Not one visitor for the next hour - except me and Jamie sitting on the bench occasionally!
So, I moved the camera to another position on the plot and that provided over 1700 versions of this image!
I thought the clouds against the blue sky would have made for a nice timelapse, but the camera didn't pick them up - all rather unsuccessful!

Garlic also enjoying the heat
When we first got to the plot I counted 11 broad beans which had sprouted; when we left there were 16! I should have pointed the camera at them, or at the rhubarb!

I'm happy to have now sowed some seeds into trays and modules - protected under a netted cloche until the poly-cloche is up:
  • Beetroot (cylindrical type)
  • Florence Fennel
  • Little Gem lettuce
  • Cos lettuce
  • Celery

Friday, 3 April 2015

Life on a Bench and Beyond

It may be traditional for Good Friday, but still too early, this year, to plant spuds (in our opinion) so I was mainly fiddling about, turning the compost and taking photos during the couple of hours spent on the plot this afternoon. The weather was drizzly but not cold (13°).
This is our trusty bench, which is likely to be replaced this year as its falling apart, but it's supporting a lot of life and the tiny lichen and moss patches are very pretty in macro-mode!

I was going to look up the types of lichen, but it's a lot more complex than I expected! It'll take a bit longer than I currently have, but here's a good place to start!
We know the wasps like to skim the top layer of wood for their nests; we've watched them do it over the last couple of years - fascinating.
Our rhubarb has sprung into life and appears well on its way to being a monster again this year (fingers crossed!).
Look at those intricate leaves starting to unfurl.
Forming from what looks like an egg (Or maybe I've got Easter eggs on my mind!)

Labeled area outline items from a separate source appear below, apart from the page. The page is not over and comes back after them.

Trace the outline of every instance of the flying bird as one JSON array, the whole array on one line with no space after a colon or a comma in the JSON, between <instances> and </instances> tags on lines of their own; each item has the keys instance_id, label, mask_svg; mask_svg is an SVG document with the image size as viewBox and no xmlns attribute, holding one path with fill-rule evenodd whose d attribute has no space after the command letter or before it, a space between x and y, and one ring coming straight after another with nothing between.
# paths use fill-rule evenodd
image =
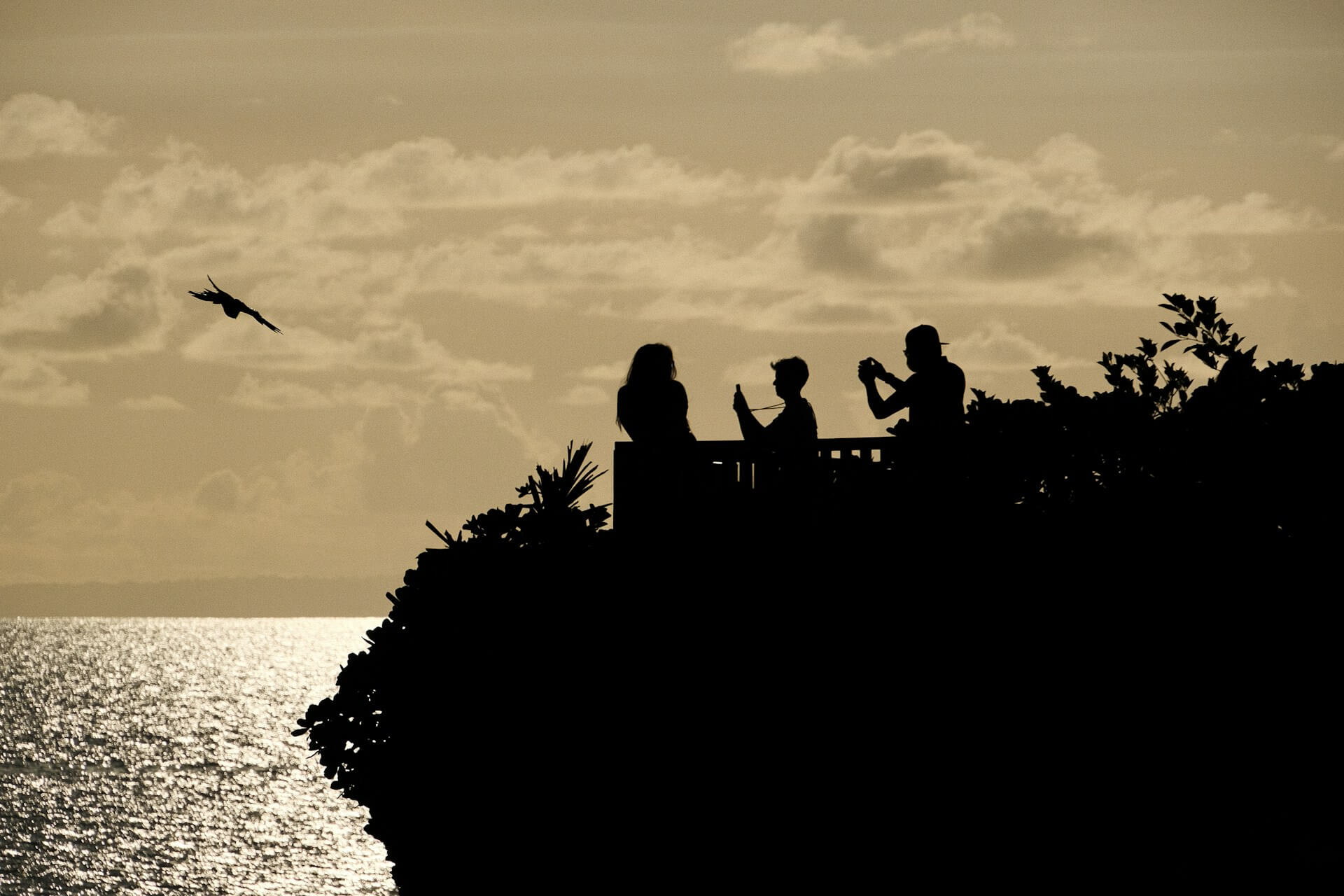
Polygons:
<instances>
[{"instance_id":1,"label":"flying bird","mask_svg":"<svg viewBox=\"0 0 1344 896\"><path fill-rule=\"evenodd\" d=\"M228 314L230 317L238 317L239 313L242 313L242 314L251 314L253 317L257 318L258 324L262 324L263 326L269 326L270 329L273 329L277 333L280 333L280 328L278 326L276 326L274 324L271 324L269 320L266 320L265 317L262 317L261 314L258 314L253 309L247 308L242 302L242 300L234 298L233 296L230 296L224 290L219 289L219 286L215 286L215 281L214 281L214 278L210 277L210 274L206 274L206 279L210 281L210 285L214 286L214 289L207 289L203 293L198 293L198 292L194 292L194 290L190 290L190 289L187 292L191 293L192 296L195 296L196 298L199 298L203 302L214 302L215 305L219 305L220 308L224 309L224 314ZM284 336L284 333L280 333L280 334Z\"/></svg>"}]
</instances>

Some of the raspberry canes are at last showing that they're still alive and the strawberry plants are producing fresh new shoots.
The photo below was taken after the winds last Wednesday/Thursday. The protective acrylic over my salad seedlings was snapped in half by that flying netted cage, so I've attempted to cover them - otherwise they look just too tempting for passing pheasants!
The netted cage from the other end of our plot! Wish I'd been filming
Our bottle cloches also blew away (twice). We managed to recover most of them, but the broad beans which were left unprotected are at their tastiest right now (because they're just sprouting) and a mouse has enjoyed at least one of them... We'll fill the gaps with Express seeds when we get some more cloches made up.
It was the first day of the Devizes to Westminster International Canoe Race so canoeists were going past on the canal (beyond the hedge). Only another 100 miles to go!
And Hungerford had the flags out as it's one of the checkpoints, at about 25 miles from the start.